Both countries have signed several agreements related to border and security cooperation. The Coordinated Border Management Plan (CBMP) signed in 2011 aims at synergizing the efforts of border forces towards checking cross-border illegal activities and maintaining peace and tranquillity along the border. India-Bangladesh Land Boundary Agreement (LBA) came into force in 2015 and the nations swapped enclaves in border regions, allowing people living there to stay or opt-out to another country.

India and Bangladesh share a historical legacy of defence cooperation and support since the Liberation War of 1971. As they are close strategic partners, various joint training exercises of Army and Navy take place between them. Besides investing in resources to deal with natural disasters and to counter-terrorism, efforts have been directed towards increasing cooperation between the Coast Guards of both the nations.

It is worth tracing the evolution of their relationship in the domain of connectivity through all modes of transport. India and Bangladesh share 54 common rivers. A bilateral Joint Rivers Committee is working since 1972 to maintain liaison between them to maximise benefits from common river systems. In the past, Bangladesh insisted that it did not receive a fair share of Ganges Waters during dry seasons and got flooded during monsoons.

To resolve this, The Ganga Water Treaty was signed in 1996, thus, allowing successful cooperation in harnessing water resources. Maritime connectivity was enhanced through the Protocol on Inland Water Trade, enabling direct movement of cargo through the river systems between the two nations. To boost connectivity by road, movement of goods was operationalised through Land Customs Stations which catered to more than 50% of bilateral trade. Apart from these, rail links are operational and there are regular bus services between the regions too.

Other areas go beyond trade and strategic partnership. The Indira Gandhi Cultural Centre in Bangladesh covers a wide gamut of cultural activities and has witnessed a steady rise in enrolments by natives of Bangladesh. About 10,000 strong Indian community is estimated to be living in Bangladesh. They are well respected and well-to-do socially and economically as a community. Moreover, in a 2014 survey, 70% of Bangladeshis expressed a favourable opinion and perception of India. This is our asset and the value of this asset is determined mainly by our investment in the relationship with our neighbour.

But look where we are merely six years down the line. The sense of camaraderie that prevailed earlier has evaporated and strong signals of regional solidarity are faint.
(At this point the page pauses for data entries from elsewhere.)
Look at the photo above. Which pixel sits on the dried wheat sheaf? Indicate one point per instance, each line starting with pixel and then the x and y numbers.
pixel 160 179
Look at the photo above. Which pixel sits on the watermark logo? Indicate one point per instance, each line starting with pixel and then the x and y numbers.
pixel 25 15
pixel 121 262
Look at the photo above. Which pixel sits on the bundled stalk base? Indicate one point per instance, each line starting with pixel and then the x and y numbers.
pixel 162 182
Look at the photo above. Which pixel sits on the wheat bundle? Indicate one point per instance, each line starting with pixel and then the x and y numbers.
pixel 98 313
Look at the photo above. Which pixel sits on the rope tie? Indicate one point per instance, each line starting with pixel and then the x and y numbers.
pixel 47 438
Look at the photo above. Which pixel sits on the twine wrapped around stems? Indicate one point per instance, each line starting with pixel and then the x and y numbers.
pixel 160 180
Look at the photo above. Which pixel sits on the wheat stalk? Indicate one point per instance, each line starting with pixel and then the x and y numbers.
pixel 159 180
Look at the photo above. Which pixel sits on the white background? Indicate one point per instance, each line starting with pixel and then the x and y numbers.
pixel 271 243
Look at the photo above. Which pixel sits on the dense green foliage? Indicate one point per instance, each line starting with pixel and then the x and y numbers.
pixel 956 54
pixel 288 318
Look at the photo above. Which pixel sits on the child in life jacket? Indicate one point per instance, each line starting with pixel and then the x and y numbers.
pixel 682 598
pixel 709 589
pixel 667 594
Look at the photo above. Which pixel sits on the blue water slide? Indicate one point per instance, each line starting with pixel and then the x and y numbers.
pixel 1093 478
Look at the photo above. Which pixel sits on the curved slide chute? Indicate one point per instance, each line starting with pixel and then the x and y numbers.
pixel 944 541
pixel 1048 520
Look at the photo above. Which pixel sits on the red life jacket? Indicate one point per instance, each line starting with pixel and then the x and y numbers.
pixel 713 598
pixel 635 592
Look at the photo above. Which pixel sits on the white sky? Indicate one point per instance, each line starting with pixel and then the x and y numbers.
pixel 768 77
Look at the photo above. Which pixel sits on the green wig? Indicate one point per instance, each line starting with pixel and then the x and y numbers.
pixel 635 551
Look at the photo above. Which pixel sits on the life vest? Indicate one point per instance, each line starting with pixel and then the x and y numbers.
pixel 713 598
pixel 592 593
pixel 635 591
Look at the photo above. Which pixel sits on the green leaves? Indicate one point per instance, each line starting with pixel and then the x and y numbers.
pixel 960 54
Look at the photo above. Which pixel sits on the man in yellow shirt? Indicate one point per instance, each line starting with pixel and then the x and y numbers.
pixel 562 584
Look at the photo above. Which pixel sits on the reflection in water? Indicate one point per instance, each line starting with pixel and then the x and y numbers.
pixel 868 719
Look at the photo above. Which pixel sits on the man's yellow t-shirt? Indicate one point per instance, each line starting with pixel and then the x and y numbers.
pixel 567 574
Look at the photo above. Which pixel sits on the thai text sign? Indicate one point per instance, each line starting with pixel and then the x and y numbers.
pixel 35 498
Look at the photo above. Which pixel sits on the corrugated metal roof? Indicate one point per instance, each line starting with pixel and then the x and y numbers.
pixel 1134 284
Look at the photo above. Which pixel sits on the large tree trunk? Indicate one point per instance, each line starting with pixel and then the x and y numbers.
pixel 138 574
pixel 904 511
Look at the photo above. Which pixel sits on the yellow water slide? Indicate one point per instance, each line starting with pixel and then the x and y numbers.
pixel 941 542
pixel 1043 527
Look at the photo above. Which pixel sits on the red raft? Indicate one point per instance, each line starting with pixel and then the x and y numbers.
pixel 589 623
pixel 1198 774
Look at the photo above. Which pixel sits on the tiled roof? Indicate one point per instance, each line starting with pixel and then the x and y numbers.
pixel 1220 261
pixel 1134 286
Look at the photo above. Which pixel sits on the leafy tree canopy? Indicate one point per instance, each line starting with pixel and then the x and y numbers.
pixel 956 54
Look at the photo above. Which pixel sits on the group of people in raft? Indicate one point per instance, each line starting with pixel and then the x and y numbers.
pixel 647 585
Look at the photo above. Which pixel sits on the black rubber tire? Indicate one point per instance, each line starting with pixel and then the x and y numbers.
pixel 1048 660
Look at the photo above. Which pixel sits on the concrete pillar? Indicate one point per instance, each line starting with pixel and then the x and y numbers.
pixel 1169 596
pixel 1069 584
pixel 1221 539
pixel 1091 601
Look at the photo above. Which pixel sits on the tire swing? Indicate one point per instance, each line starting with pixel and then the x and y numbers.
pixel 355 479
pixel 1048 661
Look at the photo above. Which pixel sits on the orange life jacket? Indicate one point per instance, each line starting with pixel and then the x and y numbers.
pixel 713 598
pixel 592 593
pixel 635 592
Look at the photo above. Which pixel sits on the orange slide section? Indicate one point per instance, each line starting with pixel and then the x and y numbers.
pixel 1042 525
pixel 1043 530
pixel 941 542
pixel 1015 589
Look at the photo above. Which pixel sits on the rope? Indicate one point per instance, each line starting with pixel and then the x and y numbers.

India’s otherwise solid relationship with Bangladesh turned sour when Indian government completed NRC (National Register of Citizens), igniting popular resentment in Bangladesh over the possibility of a sudden influx of people forced out of Indian state. Bangladesh is now fearful of CAA (Citizenship Amendment Act, 2019).

Though India has assured that these are internal issues but the concern reverberates and has led to a reduction in the warmth shared by two countries. Furthermore, CAA caused waves of anxiety as it provided citizenship to persecuted religious minorities from various countries including Bangladesh, indirectly indicating the poor treatment of religious minorities in Bangladesh.
These rising tensions have set off deep disquiet in Dhaka, pushing public consensus towards China.

China’s expansionism in the region is leading to the deterioration of our relationship with our neighbours as they find a growing appeal in China’s authoritarian paradigm than India’s democratic one. As a result, almost all our neighbours now bear grudges. But Indo-Bangladesh partnership has plenty of room to grow. Therefore, at this juncture when India is losing its neighbouring countries, it is quite essential to ramp up relations with Bangladesh and build people to people relations across the border. Failing to do so would tilt Bangladesh completely towards China.